|UNITED STATES OF AMERICA,||
In order for this court to grant a certificate of appealability (COA), Mr. Willner must make a "substantial showing of the denial of a constitutional right." 28 U.S.C. § 2253(c)(2). He must demonstrate "that reasonable jurists could debate whether (or, for that matter, agree that) the petition should have been resolved in a different manner or that the issues presented were adequate to deserve encouragement to proceed further." Slack v. McDaniel, 529 U.S. 473, 484 (2000) (quotations omitted). Where the district court denied a claim on procedural grounds, he must show that that jurists of reason would find the district court's procedural ruling debatable, and that the underlying constitutional claims are likewise debatable. Id. at 484-85.
The district court determined that a sufficiency of the evidence claim could not constitute a basis for § 2255 relief, relying upon Williams v. United States, 371 F.2d 536, 536 (10th Cir. 1967). While this is ordinarily true, a defendant may show cause and prejudice, or a fundamental miscarriage of justice to overcome the procedural bar of not having raised sufficiency on direct appeal. See United States v. Frady, 456 U.S. 152, 167-68 (1982); Santoro v.

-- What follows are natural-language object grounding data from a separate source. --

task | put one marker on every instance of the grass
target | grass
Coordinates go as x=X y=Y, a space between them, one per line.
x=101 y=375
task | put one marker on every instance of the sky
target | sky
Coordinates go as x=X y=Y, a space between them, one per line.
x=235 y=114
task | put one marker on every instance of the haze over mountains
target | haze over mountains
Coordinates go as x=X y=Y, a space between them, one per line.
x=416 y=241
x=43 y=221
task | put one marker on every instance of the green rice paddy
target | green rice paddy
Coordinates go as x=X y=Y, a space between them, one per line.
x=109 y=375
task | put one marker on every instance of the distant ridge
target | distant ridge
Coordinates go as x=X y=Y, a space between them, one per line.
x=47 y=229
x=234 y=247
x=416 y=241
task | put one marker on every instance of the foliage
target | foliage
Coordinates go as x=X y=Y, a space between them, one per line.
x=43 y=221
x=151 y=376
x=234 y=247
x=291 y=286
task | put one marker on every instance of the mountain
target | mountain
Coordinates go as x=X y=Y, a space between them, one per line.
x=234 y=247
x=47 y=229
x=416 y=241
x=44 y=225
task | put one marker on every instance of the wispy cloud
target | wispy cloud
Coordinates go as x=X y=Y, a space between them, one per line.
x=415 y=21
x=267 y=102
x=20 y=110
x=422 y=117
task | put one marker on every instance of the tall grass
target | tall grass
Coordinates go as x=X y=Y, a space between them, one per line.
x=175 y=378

United States, 187 F.3d 14, 16 (1st Cir. 1999); Wright v. United States, 139 F.3d 551, 553 (7th Cir. 1998). Here, Mr. O'Bryan's sufficiency of the evidence claims are procedurally barred for failure to raise them on direct appeal, and he has not shown cause and prejudice, or a fundamental miscarriage of justice that would excuse that bar. As the district court noted, it is abundantly clear that a bank teller could testify to the bank's insured status. United States v. Bindley, 157 F.3d 1235, 1239 (10th Cir. 1998); see also United States v. Guerrero, 169 F.3d 933, 944 (5th Cir. 1999) (bank security officer testified bank is federally insured). With our addition, and after careful review of Mr. O'Bryan's briefs and the record, for substantially the reasons set forth in the district court's order, we DENY a COA, and DISMISS the appeal.
Entered for the Court
Paul J. Kelly, Jr.
*. This order and judgment is not binding precedent, except under the doctrines of law of the case, res judicata, and collateral estoppel. This court generally disfavors the citation of orders and judgments; nevertheless, an order and judgment may be cited under the terms and conditions of 10th Cir. R. 36.3.
2. After examining the briefs and the appellate record, this three-judge panel has determined unanimously that oral argument would not be of material assistance in the determination of this appeal. See Fed. R. App. P. 34(a); 10th Cir. R. 34.1(G). The case is therefore ordered submitted without oral argument.